Fame can be a burden, depending on how you make your name. Take Alfred Nobel. We now associate Nobel with international prizes for peace, science, and literature, but during his life, he was dubbed the “angel of death” by the press.

Nobel was a 19th-century Swedish chemist whose explosive success seems to have led to regrets. He never explicitly said as much, but in retrospect, it appears based on his actions and some evidence from his records that the scientist didn’t want to be remembered for what made his fortune: dynamite. So he created one of the world’s most prestigious annual international prizes, like the award for medicine announced today (Oct. 2).

Alfred Nobel's will.
Alfred Nobel’s will. (Nobel Foundation)

When he died in 1896, Nobel left a fund in his will for the creation of the eponymous prizes, first awarded in 1901. It included a grant for the person who accomplished “the most or the best work for fraternity among nations, for the abolition or reduction of standing armies and for the promotion of peace congresses.”

This wording was particularly poignant coming from a man who perfected destruction. In the 1860s, the chemist experimented with controlled explosions for industrial purposes, fiddling with nitroglycerin and black powder (an early form of gunpowder), looking for a stable combination.

It had mixed results.
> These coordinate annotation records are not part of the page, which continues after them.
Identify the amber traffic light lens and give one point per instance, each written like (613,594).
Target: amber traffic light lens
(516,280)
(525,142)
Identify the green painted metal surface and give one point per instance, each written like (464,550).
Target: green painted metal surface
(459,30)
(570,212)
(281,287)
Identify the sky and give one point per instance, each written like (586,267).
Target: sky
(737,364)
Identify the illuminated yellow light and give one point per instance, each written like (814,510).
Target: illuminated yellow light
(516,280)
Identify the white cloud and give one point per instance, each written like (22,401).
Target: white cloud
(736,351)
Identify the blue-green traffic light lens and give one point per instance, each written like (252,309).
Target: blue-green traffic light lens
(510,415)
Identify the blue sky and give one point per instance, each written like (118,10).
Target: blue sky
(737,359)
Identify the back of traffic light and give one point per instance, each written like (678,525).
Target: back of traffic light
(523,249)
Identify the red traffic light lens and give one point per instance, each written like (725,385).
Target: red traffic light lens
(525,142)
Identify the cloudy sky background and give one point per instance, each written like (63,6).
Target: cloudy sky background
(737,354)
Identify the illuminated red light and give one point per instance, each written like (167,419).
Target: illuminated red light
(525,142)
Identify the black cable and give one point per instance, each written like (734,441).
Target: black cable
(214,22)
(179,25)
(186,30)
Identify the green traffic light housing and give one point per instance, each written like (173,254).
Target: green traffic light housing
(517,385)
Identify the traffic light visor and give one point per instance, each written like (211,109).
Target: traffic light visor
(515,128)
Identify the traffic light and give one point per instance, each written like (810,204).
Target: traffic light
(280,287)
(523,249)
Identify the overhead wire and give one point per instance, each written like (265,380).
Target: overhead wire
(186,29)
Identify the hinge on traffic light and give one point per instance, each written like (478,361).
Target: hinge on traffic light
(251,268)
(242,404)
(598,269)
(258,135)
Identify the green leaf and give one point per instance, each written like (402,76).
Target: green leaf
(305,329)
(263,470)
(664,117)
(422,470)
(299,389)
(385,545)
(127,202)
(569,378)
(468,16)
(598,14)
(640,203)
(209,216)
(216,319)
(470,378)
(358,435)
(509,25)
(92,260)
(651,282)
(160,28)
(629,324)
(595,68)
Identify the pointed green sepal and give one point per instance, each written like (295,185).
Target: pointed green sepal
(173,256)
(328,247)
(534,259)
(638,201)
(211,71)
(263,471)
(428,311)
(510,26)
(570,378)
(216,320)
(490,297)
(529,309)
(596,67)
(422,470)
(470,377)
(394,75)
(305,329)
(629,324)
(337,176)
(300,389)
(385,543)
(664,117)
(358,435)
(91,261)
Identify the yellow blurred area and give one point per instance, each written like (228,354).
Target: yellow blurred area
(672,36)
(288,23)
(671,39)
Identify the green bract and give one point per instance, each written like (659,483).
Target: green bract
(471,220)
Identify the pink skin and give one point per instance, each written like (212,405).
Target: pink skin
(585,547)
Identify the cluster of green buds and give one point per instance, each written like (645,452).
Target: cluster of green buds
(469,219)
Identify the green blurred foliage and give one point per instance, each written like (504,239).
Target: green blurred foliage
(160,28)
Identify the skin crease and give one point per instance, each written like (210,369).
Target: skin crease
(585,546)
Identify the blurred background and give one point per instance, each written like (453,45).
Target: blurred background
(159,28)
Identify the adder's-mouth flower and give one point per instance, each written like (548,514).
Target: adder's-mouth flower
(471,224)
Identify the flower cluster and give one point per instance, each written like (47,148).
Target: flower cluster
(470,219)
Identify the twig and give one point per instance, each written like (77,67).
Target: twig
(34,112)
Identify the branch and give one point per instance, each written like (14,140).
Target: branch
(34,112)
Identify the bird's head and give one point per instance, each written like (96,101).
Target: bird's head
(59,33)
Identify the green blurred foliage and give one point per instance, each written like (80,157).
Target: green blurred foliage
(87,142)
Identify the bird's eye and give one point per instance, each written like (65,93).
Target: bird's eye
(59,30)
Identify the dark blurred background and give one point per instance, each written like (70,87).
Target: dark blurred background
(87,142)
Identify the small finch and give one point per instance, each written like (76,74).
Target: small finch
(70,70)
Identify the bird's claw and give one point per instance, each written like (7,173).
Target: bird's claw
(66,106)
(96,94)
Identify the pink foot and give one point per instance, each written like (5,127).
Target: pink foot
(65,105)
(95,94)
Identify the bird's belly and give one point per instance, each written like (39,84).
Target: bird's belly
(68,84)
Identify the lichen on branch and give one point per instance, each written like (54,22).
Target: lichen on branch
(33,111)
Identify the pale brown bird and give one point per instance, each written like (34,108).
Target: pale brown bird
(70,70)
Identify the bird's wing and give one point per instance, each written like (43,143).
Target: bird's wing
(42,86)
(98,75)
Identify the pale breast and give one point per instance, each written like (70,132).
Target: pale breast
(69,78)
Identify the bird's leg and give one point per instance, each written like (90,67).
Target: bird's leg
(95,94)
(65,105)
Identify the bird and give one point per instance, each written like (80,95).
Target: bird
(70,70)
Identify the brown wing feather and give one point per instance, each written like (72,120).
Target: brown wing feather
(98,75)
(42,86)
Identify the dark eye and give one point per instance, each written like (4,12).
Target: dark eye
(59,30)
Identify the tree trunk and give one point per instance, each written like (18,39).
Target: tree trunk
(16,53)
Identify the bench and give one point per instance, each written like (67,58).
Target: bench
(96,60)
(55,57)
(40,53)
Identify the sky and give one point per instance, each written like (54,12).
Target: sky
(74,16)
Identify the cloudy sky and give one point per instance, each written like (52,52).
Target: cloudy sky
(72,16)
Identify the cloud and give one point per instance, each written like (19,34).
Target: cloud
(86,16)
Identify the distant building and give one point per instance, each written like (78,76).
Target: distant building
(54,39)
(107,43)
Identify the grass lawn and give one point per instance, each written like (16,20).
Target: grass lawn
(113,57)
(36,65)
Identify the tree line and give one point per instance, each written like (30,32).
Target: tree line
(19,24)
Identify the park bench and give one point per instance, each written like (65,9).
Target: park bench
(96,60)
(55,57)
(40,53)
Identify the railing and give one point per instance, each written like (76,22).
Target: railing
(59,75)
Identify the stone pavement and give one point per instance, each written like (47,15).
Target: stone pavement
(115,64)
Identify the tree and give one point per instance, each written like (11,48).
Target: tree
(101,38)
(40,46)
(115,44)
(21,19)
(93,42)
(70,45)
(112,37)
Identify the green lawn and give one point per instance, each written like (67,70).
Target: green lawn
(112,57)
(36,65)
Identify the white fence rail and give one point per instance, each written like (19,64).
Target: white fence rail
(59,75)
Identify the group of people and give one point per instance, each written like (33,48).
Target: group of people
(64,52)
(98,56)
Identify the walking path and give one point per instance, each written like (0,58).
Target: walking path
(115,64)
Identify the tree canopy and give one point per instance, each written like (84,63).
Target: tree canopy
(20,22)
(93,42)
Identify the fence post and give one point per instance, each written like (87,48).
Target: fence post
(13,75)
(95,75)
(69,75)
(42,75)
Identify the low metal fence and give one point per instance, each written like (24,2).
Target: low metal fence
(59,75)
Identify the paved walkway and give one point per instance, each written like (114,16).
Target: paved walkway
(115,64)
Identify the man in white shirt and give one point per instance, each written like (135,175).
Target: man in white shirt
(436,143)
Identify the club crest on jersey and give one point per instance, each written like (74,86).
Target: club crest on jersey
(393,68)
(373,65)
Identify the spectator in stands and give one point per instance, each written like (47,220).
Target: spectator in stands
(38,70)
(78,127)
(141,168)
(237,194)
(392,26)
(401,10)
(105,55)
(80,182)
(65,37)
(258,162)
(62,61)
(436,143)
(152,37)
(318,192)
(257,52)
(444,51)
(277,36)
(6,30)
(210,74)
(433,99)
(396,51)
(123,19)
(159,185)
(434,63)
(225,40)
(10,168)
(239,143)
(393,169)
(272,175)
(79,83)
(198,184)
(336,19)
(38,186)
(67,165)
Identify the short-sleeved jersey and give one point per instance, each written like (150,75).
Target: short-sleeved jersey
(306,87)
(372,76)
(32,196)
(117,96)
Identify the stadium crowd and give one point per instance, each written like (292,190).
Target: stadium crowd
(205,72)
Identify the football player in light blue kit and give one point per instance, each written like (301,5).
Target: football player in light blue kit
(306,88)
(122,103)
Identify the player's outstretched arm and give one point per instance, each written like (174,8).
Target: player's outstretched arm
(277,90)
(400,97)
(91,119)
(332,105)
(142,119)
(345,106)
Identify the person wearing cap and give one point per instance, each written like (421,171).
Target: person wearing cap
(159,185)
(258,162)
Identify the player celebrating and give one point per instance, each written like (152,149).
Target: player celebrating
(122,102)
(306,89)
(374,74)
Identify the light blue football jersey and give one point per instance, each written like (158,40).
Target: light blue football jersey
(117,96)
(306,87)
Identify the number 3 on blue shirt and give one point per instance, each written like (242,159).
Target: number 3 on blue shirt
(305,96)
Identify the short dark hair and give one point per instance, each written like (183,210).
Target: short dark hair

In 1864, a nitroglycerin factory Nobel built exploded, killing one of his brothers. Yet the chemist had a feeling he was on the cusp of an invention that would change the world, so he continued his work. In 1867, Nobel discovered that mixing nitroglycerin with kieselguhr, an earthy silica used as filler in chemicals, made the nitroglycerin safer to handle and allowed for better control over explosions. He called the blend “dynamite,” stemming from the Greek word for power, dynamis, and was soon granted patents for his invention in Europe and the US.

Business boomed. Controlled explosions found numerous uses, including canal cutting, road building, tunnel blasting, and more. Nobel built factories and amassed a fortune. He refined dynamite continually, creating an even stronger explosive called “blasting gelatin” in 1875.

The inventor worked on other products, too, like artificial silk and leather, and even wrote novels (none of which were published). But dynamite was Nobel’s big business. In fact, it led him to eventually work on armaments, despite his claim that he was a pacifist, according to the Nobel Foundation’s rumination on the chemist’s attitudes about war and peace. According to the 19th-century Austrian peace activist, novelist, and countess Bertha von Suttner, when she first met Nobel in 1876, the chemist told her he hoped to invent a material so explosive it would end war itself. In 1891, Nobel justified his 90 explosive and armaments factories to the peace activist, saying, “[T]he day that two army corps can mutually annihilate each other in a second, all civilized nations will surely recoil with horror and disband their troops.”

This was a gross miscalculation. Wars continued, and nations didn’t recoil. And later Nobel prize winners would relate to the scientist’s seeming misgivings about his life’s work.

“Nobel invented an explosive more powerful than any then known—an exceedingly effective means of destruction. To atone for this ‘accomplishment’ and to relieve his conscience, he instituted his award for the promotion of peace,” said 1921 physics Nobel prize winner Albert Einstein, speaking in 1945 after atom bombs that his work contributed to were dropped on Japan.